Cuando se crearon las regiones en nuestro país, se prometió que servirían para descentralizar el poder. Sin embargo, más de dos siglos después, Chile sigue siendo dirigido casi por completo desde Santiago. Ni siquiera el traslado del Congreso Nacional a Valparaíso logró restarle influencia a esa capital que concentra decisiones, recursos y oportunidades, convirtiéndose en un verdadero imán que lo absorbe todo.
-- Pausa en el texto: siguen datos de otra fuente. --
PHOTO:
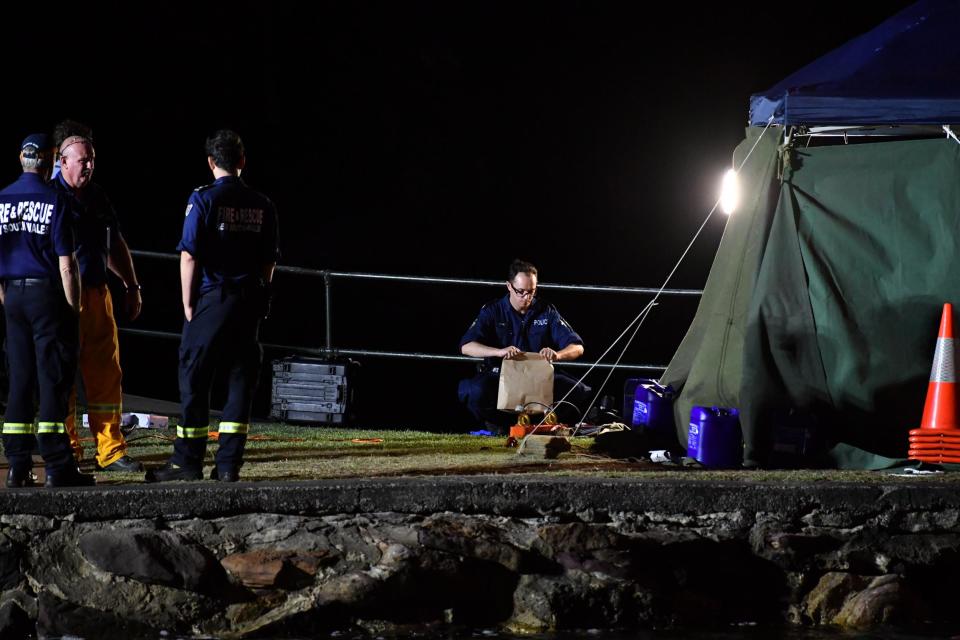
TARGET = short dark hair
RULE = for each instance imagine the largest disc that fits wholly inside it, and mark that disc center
(521, 266)
(226, 149)
(67, 128)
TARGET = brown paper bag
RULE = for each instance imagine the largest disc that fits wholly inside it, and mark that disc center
(526, 378)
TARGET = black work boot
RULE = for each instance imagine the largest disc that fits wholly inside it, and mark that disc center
(170, 472)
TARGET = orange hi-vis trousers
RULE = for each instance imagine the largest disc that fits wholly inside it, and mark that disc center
(100, 370)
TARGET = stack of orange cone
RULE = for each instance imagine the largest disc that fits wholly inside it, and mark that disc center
(938, 438)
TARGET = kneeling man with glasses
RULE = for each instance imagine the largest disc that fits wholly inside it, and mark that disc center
(516, 323)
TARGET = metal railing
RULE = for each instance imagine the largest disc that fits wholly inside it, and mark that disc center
(329, 276)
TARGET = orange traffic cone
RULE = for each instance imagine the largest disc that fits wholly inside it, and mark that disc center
(938, 438)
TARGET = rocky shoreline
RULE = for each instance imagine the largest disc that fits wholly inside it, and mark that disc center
(526, 554)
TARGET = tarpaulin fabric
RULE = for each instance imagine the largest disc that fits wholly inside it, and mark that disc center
(863, 251)
(903, 71)
(708, 364)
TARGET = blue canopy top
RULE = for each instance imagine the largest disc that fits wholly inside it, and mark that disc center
(905, 71)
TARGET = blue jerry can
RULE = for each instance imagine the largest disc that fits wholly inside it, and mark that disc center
(714, 439)
(653, 407)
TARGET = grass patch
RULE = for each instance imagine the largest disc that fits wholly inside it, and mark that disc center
(287, 452)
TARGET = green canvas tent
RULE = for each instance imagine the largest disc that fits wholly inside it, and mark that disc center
(824, 299)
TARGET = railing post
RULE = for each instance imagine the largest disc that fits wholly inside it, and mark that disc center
(327, 282)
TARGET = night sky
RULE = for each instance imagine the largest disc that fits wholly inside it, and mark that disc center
(440, 138)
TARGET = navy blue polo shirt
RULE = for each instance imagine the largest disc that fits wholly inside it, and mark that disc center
(96, 228)
(499, 325)
(232, 231)
(34, 229)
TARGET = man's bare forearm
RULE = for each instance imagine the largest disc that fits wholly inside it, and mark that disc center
(188, 276)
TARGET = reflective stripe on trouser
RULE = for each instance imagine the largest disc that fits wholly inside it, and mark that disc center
(42, 348)
(223, 333)
(18, 429)
(51, 427)
(101, 377)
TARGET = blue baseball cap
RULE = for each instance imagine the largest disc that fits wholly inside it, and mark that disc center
(35, 143)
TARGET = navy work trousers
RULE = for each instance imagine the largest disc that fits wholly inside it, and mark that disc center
(220, 340)
(43, 346)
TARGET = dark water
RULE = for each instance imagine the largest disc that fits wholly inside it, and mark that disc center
(735, 633)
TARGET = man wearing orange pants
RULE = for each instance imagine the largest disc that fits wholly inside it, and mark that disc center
(99, 247)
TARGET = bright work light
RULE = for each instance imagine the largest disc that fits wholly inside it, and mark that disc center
(729, 192)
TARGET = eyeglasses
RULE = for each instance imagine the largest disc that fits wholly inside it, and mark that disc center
(523, 293)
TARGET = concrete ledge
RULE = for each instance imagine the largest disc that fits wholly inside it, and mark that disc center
(514, 496)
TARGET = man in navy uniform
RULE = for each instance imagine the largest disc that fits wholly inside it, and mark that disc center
(100, 247)
(41, 300)
(516, 323)
(228, 252)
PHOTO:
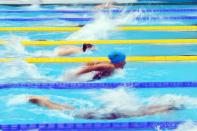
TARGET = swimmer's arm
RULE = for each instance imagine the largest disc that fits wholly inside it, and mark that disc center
(95, 68)
(56, 106)
(93, 63)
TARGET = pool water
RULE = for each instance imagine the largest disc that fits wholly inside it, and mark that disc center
(16, 110)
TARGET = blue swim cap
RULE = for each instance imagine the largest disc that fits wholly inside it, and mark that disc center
(117, 57)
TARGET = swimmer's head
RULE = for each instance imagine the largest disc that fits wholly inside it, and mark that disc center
(87, 46)
(33, 101)
(118, 59)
En la Región del Maule, se repite una queja conocida: que las provincias de Curicó y Talca concentran la mayor parte de los recursos públicos. A partir de esa percepción, algunos parlamentarios han propuesto dividir la región en Maule Norte y Maule Sur. Sin embargo, esta solución corre el riesgo de reproducir el mismo problema a menor escala: Curicó seguirá reclamando que Talca se queda con más; Cauquenes exigirá un trato más justo frente a Linares; y comunas como Chanco y Pelluhue sentirán, otra vez, que quedan al final de la fila.

Dividir la región no resolverá la desigualdad: solo multiplicará la burocracia. Habrá que crear nuevas intendencias, servicios, cargos y sueldos, sin que ello garantice una gestión más eficiente. En los hechos, sería simplemente repartir la misma pobreza, en vez de enfrentar el problema de fondo: la mala distribución de los recursos y la ausencia de una verdadera política de desarrollo territorial.
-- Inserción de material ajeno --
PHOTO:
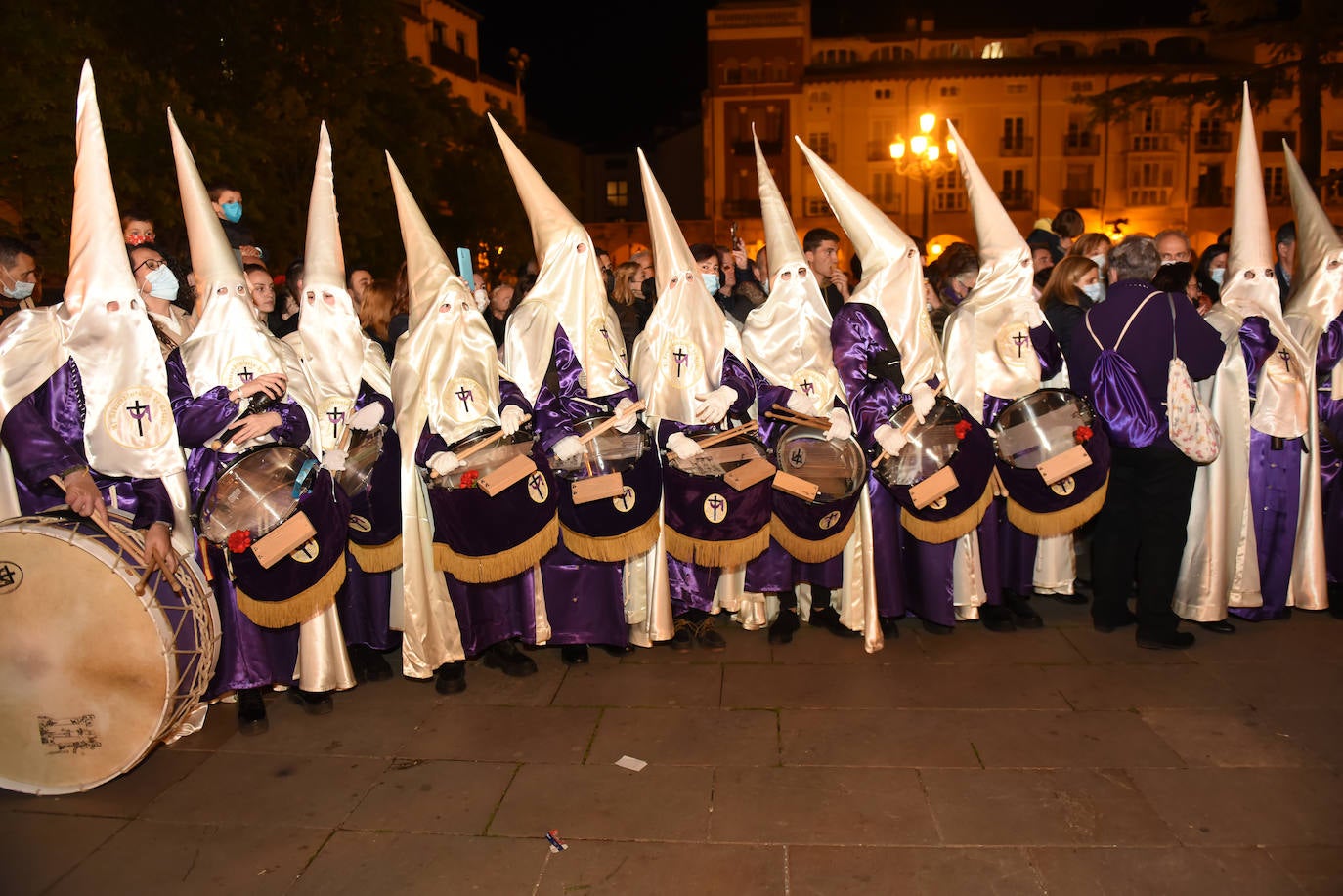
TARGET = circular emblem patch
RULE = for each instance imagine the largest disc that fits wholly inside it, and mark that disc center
(139, 418)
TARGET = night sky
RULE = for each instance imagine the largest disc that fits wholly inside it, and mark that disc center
(607, 74)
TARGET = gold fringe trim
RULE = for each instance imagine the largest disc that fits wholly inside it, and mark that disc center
(940, 533)
(614, 548)
(716, 554)
(298, 609)
(496, 567)
(806, 549)
(1060, 522)
(377, 558)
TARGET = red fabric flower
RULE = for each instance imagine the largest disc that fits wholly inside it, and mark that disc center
(239, 540)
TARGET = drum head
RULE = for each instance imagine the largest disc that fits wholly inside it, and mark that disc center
(931, 445)
(255, 493)
(837, 468)
(89, 677)
(1040, 426)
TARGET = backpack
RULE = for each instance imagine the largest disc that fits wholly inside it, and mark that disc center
(1117, 394)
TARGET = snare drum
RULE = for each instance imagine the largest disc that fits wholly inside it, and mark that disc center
(621, 527)
(934, 447)
(97, 676)
(818, 530)
(478, 537)
(708, 519)
(1053, 459)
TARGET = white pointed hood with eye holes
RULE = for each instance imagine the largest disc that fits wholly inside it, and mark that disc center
(679, 352)
(987, 336)
(332, 347)
(1250, 290)
(568, 292)
(787, 337)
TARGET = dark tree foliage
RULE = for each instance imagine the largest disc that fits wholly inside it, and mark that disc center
(248, 82)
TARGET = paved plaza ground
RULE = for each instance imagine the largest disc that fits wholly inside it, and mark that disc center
(1059, 760)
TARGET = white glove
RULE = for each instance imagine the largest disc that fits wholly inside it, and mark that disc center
(840, 425)
(800, 404)
(567, 448)
(715, 405)
(367, 416)
(510, 418)
(890, 440)
(922, 397)
(333, 459)
(682, 447)
(622, 410)
(445, 462)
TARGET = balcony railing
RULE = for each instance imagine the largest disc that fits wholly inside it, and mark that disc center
(1017, 199)
(1081, 144)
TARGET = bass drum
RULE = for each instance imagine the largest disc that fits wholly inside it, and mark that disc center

La descentralización real pasa por crear polos de desarrollo efectivos en cada comuna. Por ejemplo, ¿por qué no pensar en un hospital geriátrico de alto nivel en Cauquenes, centros especializados en cardiología en Linares, y en oncología en Parral? Esto permitiría no solo mejorar la atención de salud, sino también dinamizar la economía local y generar empleos especializados.
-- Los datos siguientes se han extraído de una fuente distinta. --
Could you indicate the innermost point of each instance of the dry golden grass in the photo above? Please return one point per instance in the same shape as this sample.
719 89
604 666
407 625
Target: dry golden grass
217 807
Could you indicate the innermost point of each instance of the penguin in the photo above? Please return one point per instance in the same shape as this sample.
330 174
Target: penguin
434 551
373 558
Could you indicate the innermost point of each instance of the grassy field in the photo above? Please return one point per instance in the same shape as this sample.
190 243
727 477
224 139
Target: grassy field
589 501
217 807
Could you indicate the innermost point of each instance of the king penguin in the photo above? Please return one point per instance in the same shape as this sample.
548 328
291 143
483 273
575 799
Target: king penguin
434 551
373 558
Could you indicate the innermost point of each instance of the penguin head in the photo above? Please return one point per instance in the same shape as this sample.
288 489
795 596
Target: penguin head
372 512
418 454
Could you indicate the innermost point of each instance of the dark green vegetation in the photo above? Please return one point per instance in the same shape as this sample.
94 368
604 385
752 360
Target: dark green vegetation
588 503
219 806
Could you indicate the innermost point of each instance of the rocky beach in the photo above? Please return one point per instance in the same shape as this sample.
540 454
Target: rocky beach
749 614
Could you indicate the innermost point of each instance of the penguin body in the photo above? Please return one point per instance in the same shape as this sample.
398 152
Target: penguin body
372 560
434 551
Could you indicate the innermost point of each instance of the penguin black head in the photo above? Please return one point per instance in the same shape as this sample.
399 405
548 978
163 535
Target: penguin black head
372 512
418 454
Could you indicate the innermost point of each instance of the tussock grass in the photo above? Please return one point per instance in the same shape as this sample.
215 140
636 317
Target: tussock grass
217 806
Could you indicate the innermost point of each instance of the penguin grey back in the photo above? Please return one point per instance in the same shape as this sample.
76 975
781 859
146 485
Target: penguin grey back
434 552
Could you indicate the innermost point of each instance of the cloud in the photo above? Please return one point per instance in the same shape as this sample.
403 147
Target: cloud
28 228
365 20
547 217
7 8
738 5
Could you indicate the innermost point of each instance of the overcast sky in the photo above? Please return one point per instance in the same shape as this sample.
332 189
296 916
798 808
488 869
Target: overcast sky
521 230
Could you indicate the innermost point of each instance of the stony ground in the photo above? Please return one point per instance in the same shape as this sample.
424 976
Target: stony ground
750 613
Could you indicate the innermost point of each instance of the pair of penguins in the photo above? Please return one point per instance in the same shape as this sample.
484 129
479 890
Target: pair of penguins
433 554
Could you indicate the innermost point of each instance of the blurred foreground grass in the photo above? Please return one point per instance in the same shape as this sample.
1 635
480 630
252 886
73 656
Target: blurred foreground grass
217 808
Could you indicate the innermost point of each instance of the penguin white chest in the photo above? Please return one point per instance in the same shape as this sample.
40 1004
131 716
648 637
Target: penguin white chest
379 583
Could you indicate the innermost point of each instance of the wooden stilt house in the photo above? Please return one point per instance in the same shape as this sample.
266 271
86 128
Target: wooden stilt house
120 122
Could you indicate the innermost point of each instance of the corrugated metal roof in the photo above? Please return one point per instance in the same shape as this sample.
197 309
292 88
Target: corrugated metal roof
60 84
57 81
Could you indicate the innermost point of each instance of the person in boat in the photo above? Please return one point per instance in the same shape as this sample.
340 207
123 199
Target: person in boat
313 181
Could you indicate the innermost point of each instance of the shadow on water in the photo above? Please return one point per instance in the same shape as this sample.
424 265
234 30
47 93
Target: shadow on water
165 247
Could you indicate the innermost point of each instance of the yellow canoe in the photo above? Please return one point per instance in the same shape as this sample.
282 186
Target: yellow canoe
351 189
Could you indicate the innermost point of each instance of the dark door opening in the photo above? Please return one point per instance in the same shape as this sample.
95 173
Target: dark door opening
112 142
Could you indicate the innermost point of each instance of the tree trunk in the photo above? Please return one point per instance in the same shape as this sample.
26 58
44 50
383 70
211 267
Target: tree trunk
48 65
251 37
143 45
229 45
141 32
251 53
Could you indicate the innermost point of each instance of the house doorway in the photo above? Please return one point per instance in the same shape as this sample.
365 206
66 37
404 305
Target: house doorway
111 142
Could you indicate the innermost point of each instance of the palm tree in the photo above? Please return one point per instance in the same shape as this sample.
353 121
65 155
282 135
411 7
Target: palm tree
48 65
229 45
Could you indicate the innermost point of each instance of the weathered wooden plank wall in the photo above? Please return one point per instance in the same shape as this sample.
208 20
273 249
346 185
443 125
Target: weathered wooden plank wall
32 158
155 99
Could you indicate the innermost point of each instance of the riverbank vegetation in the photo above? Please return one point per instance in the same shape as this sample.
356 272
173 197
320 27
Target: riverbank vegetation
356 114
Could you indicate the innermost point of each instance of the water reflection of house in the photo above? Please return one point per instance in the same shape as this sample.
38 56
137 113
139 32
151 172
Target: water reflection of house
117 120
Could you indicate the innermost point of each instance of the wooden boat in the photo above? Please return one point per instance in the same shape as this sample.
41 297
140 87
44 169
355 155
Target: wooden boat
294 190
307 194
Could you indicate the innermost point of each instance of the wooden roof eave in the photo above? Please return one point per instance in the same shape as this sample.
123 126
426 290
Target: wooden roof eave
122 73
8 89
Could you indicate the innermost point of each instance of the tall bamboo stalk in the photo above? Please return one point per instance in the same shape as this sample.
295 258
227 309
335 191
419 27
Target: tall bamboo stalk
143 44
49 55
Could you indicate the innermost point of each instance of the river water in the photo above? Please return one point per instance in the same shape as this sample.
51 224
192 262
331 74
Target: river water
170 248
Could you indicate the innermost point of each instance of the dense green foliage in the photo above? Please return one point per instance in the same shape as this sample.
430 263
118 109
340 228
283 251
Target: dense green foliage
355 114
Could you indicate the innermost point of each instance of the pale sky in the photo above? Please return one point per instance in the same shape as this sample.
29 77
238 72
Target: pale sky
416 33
Del mismo modo, resulta razonable preguntarse por qué las secretarías regionales ministeriales y direcciones regionales deben estar casi todas concentradas en Talca. Repartir estos servicios por el territorio sería una forma concreta de acercar el Estado a las personas, reducir tiempos de traslado y fortalecer la identidad de cada comuna como centro de gestión y no solo como lugar de paso.

Desde la experiencia local, para quienes vivimos en Cauquenes, la cercanía con Talca es hoy una ventaja práctica: la conectividad por la Ruta de los Conquistadores es más directa que el acceso a Linares, que implica mayores tiempos de traslado y costos adicionales. Además, Talca concentra hoy una oferta de servicios que difícilmente podría igualarse en el corto plazo en una hipotética capital del Maule Sur. Esto demuestra que el problema no es el tamaño de la región, sino cómo se organizan los servicios y la inversión pública.

Más que gastar energía en crear nuevas regiones, el desafío está en mejorar la eficiencia del gasto público, asegurar que los recursos lleguen oportunamente a las comunas y fortalecer la planificación local con participación real de las comunidades. La descentralización no se logra dibujando nuevas fronteras administrativas, sino construyendo capacidades en cada territorio.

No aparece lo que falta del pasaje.